2. Football benchmarks
Average Goal Difference on Football Benchmarks for IMPALA and DQN with SCORING and CHECKPOINT rewards:
First, the impact of different difficulty levels is clear from the plots. Harder tasks take significantly more steps to make some progress.
Second, with the raw scoring reward, Impala is only able to convincingly solve the easy task. Even in this case, it finds a way to consistently score only after 100M training steps. However, performance slowly improves over training steps in all tasks. On the other hand, the checkpoint rewards speed up training for Impala, especially after 20M steps. In particular, after 500M steps, Impala is able to repeatedly score in games at all levels. Despite the fact that the agent ends up scoring, the amount of required experience is simply enormous, and improved sample efficiency remains a big open question.

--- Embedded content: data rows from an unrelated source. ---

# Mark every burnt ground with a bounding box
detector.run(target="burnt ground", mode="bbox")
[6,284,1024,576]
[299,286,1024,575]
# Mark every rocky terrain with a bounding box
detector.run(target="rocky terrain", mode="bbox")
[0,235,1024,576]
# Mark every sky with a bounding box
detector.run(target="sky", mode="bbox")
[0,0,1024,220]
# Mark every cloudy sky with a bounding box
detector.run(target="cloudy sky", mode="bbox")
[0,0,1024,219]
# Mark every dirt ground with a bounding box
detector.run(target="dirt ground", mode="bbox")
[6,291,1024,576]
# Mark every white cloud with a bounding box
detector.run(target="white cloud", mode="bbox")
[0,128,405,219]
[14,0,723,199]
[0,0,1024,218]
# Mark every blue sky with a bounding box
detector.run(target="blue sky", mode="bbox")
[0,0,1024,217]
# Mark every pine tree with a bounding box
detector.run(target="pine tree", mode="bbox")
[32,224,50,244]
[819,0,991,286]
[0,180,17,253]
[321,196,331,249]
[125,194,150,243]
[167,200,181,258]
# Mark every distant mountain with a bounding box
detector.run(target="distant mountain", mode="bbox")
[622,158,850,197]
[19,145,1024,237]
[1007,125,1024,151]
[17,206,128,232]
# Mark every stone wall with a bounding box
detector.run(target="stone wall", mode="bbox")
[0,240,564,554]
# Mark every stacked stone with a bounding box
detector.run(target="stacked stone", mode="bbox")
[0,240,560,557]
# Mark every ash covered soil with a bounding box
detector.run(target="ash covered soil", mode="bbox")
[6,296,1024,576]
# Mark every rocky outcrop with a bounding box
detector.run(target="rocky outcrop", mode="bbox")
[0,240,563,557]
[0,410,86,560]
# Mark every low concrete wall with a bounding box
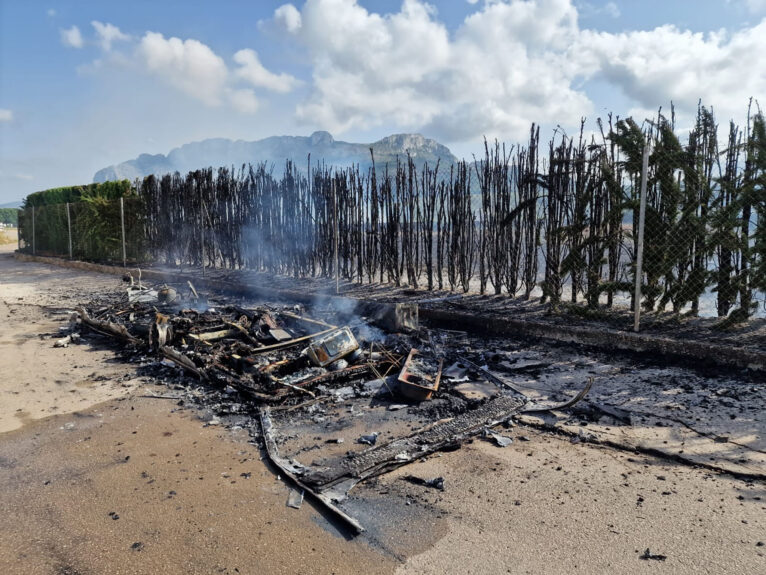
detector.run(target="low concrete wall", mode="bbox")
[16,252,766,371]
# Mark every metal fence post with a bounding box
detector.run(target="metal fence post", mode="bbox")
[199,187,205,277]
[66,202,72,260]
[120,198,128,268]
[633,142,649,331]
[332,180,340,293]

Third, Ape-X DQN does not seem to benefit from the checkpoint reward; its performance is very similar with both reward functions. Notably, DQN makes progress in the easy scenario quickly (actually, it wins games on average at all stages shown in the plot). Unfortunately, learning progress on the medium and hard cases seems minimal, and further training is probably required.
3. Football academy
Training agents for the Football Benchmarks can be challenging. Accordingly, we also provide the Football Academy: a diverse set of scenarios of varying difficulty. Its main goal is to allow researchers to get started on new research ideas quickly, and iterate on them.